Brooklyn barbecue displays a particular aesthetic in terms of interior design — stripped down, industrial spaces that often contain distressed wood, wrought iron, and Edison bulbs. Where meat is concerned, Brooklyn barbecue tends toward dense, dark rubs and heavy smoke penetration, along with cuts that are fatty and flavorful. High quality, often rare and heritage breed meat is another defining trait of this new school barbecue.
Thematically, at least, the emerging Brooklyn style owes a debt to Texas with its by-the-pound ordering model and propensity for butcher paper, as well as to Kansas City for its agnosticism in meat and cut selection. Brooklyn barbecue also dovetails with numerous other contemporary subcultural tropes both specific to food (sustainability, craft beer, and spirits) and aesthetics (tattooing, American roots music, graffiti, et al).

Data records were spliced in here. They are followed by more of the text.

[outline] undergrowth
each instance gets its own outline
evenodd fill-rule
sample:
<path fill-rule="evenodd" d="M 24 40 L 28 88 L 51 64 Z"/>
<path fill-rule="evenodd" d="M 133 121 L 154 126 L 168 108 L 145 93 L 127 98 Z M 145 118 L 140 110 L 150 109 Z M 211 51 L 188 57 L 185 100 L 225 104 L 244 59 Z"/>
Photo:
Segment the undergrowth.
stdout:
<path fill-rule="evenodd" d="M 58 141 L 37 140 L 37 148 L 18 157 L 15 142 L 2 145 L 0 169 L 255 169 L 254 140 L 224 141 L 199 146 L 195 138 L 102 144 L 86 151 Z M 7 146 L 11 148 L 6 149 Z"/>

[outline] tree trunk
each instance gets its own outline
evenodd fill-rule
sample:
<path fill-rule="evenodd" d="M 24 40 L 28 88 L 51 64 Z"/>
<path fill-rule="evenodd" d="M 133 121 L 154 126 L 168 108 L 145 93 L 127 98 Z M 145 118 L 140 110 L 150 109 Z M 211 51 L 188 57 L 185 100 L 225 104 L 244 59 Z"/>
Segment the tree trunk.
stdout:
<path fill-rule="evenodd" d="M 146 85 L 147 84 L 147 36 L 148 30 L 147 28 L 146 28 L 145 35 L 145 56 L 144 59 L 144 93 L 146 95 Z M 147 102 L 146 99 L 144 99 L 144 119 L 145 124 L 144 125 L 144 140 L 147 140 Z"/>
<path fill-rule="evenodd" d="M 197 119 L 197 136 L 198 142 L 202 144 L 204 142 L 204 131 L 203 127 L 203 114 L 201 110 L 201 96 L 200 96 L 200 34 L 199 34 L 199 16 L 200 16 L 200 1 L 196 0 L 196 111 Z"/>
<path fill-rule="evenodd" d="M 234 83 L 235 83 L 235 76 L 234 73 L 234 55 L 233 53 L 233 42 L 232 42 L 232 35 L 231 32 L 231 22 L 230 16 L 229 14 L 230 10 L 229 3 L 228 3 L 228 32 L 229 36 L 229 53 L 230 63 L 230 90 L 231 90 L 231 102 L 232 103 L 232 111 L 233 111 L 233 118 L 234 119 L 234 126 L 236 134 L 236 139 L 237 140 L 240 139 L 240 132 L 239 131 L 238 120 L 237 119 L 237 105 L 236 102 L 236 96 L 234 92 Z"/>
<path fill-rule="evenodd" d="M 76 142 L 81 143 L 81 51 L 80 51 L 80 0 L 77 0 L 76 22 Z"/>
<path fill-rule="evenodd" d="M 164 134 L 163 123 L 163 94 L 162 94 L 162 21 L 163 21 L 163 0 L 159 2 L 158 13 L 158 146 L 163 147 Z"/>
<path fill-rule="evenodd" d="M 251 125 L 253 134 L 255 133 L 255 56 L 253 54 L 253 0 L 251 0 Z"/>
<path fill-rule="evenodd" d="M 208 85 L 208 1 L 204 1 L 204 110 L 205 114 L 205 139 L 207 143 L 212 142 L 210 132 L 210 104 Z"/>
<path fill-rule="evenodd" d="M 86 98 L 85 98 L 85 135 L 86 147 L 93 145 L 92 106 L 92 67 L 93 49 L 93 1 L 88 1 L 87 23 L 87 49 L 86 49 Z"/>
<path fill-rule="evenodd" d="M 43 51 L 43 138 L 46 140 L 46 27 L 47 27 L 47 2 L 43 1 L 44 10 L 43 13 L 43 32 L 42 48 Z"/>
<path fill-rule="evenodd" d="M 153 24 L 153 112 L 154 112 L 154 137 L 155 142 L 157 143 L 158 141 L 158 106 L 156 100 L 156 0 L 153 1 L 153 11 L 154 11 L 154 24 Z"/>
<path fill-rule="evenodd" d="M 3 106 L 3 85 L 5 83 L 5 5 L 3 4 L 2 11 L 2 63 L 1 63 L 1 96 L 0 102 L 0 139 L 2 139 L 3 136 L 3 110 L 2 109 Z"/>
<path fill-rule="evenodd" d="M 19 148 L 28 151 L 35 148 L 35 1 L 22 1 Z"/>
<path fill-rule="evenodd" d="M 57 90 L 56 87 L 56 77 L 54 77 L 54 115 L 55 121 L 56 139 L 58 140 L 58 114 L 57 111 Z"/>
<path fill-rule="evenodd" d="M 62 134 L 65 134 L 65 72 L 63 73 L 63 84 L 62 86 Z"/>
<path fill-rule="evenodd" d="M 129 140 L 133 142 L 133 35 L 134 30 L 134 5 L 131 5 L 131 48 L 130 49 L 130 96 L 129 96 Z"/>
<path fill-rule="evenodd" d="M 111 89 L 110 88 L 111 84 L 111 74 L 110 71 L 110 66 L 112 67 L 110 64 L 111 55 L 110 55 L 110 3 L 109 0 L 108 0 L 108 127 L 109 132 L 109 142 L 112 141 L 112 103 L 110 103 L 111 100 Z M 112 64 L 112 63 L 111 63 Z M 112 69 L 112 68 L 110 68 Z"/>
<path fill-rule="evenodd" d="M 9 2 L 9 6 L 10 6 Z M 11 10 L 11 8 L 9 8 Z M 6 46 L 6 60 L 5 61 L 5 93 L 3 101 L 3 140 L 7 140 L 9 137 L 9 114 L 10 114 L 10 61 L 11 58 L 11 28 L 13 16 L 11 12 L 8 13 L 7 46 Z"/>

In many ways, Brooklyn barbecue is part of a larger cultural movement.
The trend of replicating different regional styles persists with restaurants like BrisketTown (Central Texas) and Arrogant Swine (North and South Carolina). Even here we find innovation: Tyson Ho at Arrogant Swine has created a form of Western North Carolina-style chopped pork shoulder that rivals Kansas City burnt ends (which use beef) in eliciting flavor. And if Ho’s contribution is pushing boundaries, other innovations happening in Brooklyn pits could be genre-defining. Take Bill Durney’s ribs at Hometown. He offers them both with a sweet and tangy Korean sticky sauce, or a fiery Jamaican jerk rub, drawing on the melting pot of cuisines in NYC and imbuing his barbecue with the local flavor.
It is thus fair to conclude that the state of American wood-smoked barbecue in NYC is healthy, vibrant, and growing exponentially. This growth is well illustrated by the fact that when the Big Apple Barbecue Block Party started back in 2002, the number of visiting barbecue establishments dwarfed the number of restaurants cooking with wood in the entire city. This is no longer the case: There are well over 25 restaurants smoking meat with wood in NYC these days, and more are on the way.
There's clearly a robust and growing market for real, wood-smoked barbecue in New York City, and that demand is at last moving us toward a defined style of our own. Someday, this city may take its place in the pantheon of barbecue greatness. How do we get there? Keep on smoking.